COVID-19 pandemisi sırasında yakalanması ve 2021’de bu hastalıktan kurtulan en yaşlı kişi olması da öyküsünün önemli bir parçası olarak kayda geçti. Morera, bu deneyimden hareketle hayatın sınırlı bir hediye olduğunu vurguladı ve her yeni yıl için minnet duymanın insanı güçlendirdiğini söyledi. Akdeniz tipi beslenme, sosyal etkileşimler ve aktif yaşam tarzı, onun uzun ömürlü olmasında belirleyici etmenler olarak görülüyor.

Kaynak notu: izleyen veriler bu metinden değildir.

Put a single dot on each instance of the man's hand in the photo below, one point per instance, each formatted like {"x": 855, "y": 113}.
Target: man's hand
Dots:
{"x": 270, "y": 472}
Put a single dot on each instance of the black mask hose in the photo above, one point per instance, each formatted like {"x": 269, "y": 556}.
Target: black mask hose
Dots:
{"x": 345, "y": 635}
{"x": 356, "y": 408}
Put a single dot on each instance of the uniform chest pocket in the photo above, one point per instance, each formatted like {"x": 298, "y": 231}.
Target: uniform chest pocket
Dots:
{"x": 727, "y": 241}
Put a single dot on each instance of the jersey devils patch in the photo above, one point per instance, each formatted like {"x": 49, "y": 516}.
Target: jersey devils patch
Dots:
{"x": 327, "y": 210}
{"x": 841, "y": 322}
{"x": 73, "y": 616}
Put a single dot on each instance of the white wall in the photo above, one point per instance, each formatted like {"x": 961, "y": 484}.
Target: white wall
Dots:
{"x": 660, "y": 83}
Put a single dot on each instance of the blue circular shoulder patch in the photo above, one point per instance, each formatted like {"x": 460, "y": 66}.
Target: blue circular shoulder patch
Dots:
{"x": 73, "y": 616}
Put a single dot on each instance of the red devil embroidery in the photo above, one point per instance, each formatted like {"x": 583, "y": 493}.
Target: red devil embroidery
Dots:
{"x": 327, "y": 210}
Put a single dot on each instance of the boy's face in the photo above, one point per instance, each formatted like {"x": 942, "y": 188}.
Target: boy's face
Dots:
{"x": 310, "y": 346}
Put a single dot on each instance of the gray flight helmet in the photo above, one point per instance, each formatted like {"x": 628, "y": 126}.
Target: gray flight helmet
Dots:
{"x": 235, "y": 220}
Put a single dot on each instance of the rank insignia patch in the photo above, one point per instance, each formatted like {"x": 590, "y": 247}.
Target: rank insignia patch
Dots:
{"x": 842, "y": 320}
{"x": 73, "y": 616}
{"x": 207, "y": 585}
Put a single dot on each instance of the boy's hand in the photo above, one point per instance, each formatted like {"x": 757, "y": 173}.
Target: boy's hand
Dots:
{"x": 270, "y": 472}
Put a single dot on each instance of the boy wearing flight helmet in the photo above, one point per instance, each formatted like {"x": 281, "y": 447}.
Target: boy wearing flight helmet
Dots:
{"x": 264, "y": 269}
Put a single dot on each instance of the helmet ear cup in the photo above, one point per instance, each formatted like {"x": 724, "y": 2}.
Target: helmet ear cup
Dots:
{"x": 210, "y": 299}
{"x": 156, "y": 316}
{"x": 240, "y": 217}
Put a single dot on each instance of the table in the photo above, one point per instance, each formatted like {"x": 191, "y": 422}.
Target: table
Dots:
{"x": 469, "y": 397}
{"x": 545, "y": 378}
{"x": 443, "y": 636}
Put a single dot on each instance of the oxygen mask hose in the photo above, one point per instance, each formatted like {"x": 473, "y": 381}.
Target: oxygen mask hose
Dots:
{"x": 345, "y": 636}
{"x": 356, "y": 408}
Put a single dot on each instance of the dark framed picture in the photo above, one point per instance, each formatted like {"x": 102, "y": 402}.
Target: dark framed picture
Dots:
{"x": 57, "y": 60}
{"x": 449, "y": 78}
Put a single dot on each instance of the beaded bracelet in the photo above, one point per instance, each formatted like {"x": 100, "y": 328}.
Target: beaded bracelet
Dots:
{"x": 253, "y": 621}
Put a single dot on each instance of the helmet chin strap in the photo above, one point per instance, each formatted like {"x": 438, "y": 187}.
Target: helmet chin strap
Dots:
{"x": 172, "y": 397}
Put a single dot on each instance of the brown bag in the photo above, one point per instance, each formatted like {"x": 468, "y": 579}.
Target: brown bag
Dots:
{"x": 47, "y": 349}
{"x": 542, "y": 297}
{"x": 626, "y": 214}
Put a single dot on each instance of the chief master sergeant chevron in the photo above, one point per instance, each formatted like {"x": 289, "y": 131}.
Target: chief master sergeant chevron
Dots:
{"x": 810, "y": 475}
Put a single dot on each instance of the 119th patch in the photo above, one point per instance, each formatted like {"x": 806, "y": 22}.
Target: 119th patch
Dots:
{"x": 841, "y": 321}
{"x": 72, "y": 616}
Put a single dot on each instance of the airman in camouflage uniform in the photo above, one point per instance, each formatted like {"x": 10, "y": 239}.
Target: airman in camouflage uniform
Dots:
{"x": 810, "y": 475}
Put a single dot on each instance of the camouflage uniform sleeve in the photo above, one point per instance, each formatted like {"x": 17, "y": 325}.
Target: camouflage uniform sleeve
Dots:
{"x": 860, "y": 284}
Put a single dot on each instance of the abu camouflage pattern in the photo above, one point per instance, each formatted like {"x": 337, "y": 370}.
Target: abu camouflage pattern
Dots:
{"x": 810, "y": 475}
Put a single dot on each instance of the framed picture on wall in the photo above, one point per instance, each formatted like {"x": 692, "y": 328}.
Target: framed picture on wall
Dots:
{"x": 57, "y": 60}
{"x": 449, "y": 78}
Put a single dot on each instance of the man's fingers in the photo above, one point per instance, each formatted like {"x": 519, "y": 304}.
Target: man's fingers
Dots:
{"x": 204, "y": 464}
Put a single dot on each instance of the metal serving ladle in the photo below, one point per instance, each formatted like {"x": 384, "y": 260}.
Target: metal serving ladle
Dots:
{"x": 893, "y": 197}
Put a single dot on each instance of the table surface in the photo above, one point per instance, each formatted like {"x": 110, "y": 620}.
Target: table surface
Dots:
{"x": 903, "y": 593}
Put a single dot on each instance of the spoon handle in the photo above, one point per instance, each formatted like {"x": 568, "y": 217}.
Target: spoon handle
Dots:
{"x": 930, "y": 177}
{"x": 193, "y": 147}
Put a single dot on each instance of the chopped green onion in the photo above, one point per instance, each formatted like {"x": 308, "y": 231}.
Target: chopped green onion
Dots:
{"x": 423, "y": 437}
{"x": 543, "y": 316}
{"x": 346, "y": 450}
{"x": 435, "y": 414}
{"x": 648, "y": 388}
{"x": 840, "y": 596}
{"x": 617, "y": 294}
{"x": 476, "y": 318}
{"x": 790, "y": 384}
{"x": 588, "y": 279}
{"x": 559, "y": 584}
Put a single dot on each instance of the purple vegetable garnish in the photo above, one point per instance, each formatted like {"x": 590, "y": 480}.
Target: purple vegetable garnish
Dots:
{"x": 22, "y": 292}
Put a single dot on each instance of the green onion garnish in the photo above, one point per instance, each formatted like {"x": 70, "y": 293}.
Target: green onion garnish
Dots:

Uzun ömür üzerinde genetik ve çevresel etkenlerin nasıl bir rol oynadığını anlamaya çalışan Prof. Dr. Korkut Ulucan, gen varyantlarının ve epigenetik süreçlerin bireylerin yaşam kalitesini nasıl etkilediğini açıklarken, çevresel faktörlerle uyumlu bir yaşam biçiminin de en az genetik kadar önemli olduğunu vurguluyor. Morera’nın örneğinde görüldüğü gibi, immün sistemi güçlendiren varyantlar veya kan yağlarını düzenleyen belirli genetik düzendeki farklılıklar, bireylerin hastalıklara karşı direncini etkileyebiliyor.
Telomerler hakkında yapılacak derin analizlerin ise bireysel farklılıkları ortaya koyacağına işaret eden Ulucan, uzun ve kaliteli bir yaşam için sadece genlere bakmanın yetersiz olduğunu belirtiyor. Yaşam tarzı, uyku düzeni, beslenme ve stres yönetimi gibi çevresel öğelerin de eşit derecede önemli olduğunun altını çiziyor. Morera’nın DNA’sındaki belirli varyantların benzer yaşam sürdürme stratejileriyle ilişkilendirilebileceğini söyleyen uzmanlar, bu bilgilerin ileride daha geniş popülasyonlarda uygulanabilir hale gelebileceğini ifade ediyorlar.
Gelecekte, uzun yaşamın sırlarını daha net ortaya koymak amacıyla gerçekleştirilecek genetik analizler, benzer yaşam tarzlarına sahip bireyler için kişiselleştirilmiş önerilerin geliştirilmesini mümkün kılabilir. Morera’nın mirası, genetik ve çevresel etkenlerin birlikte ele alınması gerektiğini gösteren somut bir örnek olarak kalacak.